Numbers lie, part two.

"The cold, hard numbers have been tabulated. And in what surely is the game's least surprising development since Angels owner Arte Moreno was applauded by fans for lowering concession beer prices, home runs are running for cover now that steroid testing is a regular part of the game.

Last season, the first with a relatively tough steroids policy in place, major leaguers swatted fewer homers than in any summer since 1997.


The decline was not dramatic. And a slight change in one season still could turn out to be as much aberration as trend."

Not to get all MENSA on Scott Miller, but anything that occurs in just one season can not be a trend.


On to the numbers and a most simplistic statistical analysis:

Measurements: 2.05, 2.08, 2.28, 2.34, 2.25, 2.09, 2.14, 2.25, 2.06.

Number of measurements: 9.

High: 2.34.

Low: 2.05.

Average: 2.17.

Standard deviation: 0.11.


Conveniently enough, the 2005 homerun measurement is exactly one standard deviation off the average. One standard deviation is not a lot.
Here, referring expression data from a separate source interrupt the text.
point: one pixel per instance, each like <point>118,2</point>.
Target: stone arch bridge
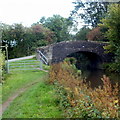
<point>57,52</point>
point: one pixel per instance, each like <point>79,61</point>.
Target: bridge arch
<point>57,52</point>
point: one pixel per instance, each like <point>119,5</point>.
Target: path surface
<point>22,58</point>
<point>4,106</point>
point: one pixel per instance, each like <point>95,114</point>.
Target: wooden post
<point>6,47</point>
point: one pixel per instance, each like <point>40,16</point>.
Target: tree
<point>90,12</point>
<point>23,41</point>
<point>82,34</point>
<point>112,22</point>
<point>59,25</point>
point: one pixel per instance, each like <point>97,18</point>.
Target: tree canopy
<point>59,25</point>
<point>112,22</point>
<point>90,12</point>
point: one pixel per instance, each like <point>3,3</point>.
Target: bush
<point>81,101</point>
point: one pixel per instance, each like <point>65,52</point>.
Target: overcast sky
<point>30,11</point>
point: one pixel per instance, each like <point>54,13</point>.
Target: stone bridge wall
<point>59,51</point>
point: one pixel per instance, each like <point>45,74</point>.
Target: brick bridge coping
<point>57,52</point>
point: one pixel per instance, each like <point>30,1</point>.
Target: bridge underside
<point>93,51</point>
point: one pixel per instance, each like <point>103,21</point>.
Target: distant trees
<point>112,23</point>
<point>22,40</point>
<point>59,25</point>
<point>90,12</point>
<point>97,34</point>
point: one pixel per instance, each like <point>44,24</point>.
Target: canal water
<point>94,77</point>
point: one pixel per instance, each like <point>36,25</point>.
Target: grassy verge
<point>39,101</point>
<point>15,81</point>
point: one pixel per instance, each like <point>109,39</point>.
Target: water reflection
<point>94,77</point>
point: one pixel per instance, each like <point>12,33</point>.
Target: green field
<point>39,99</point>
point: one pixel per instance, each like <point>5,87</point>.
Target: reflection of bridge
<point>59,51</point>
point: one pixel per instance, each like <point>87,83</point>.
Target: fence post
<point>6,47</point>
<point>41,65</point>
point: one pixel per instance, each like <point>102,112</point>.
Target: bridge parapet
<point>57,52</point>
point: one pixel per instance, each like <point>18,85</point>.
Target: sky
<point>28,12</point>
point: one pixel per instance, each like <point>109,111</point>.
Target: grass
<point>38,101</point>
<point>17,80</point>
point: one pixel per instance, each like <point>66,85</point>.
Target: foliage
<point>90,12</point>
<point>83,101</point>
<point>96,35</point>
<point>112,22</point>
<point>59,25</point>
<point>82,33</point>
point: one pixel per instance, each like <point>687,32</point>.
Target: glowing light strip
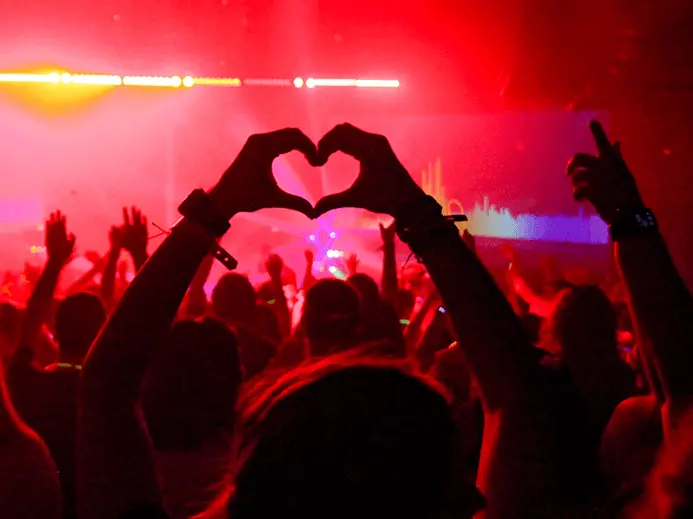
<point>360,83</point>
<point>218,81</point>
<point>268,82</point>
<point>66,78</point>
<point>96,79</point>
<point>30,78</point>
<point>154,81</point>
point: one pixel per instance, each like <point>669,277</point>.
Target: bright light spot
<point>96,79</point>
<point>377,83</point>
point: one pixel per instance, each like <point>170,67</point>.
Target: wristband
<point>198,208</point>
<point>630,223</point>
Or just look at the numbers as they move from left to right, from 1997 to 2005. Do you see a trend? Can you guess which year steroids ended?
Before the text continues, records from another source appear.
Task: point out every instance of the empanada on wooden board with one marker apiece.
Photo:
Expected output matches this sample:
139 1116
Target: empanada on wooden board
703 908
I'd say steroids ended after the 2001 season when the homeruns per game dropped from 2.25 to 2.09. (It's a trend! The numbers are in and the steroid era ended in 2002!)


I am not blind to the effects of steroids, though I'm not exactly sure why Palmeiro and Bonds are pariahs while Ivan Rodriguez and Clemens get off scot-free.

I also know that homeruns are hardly running for cover. The modern game has not fundamentally changed because homeruns dropped to "only" 2.06 per game.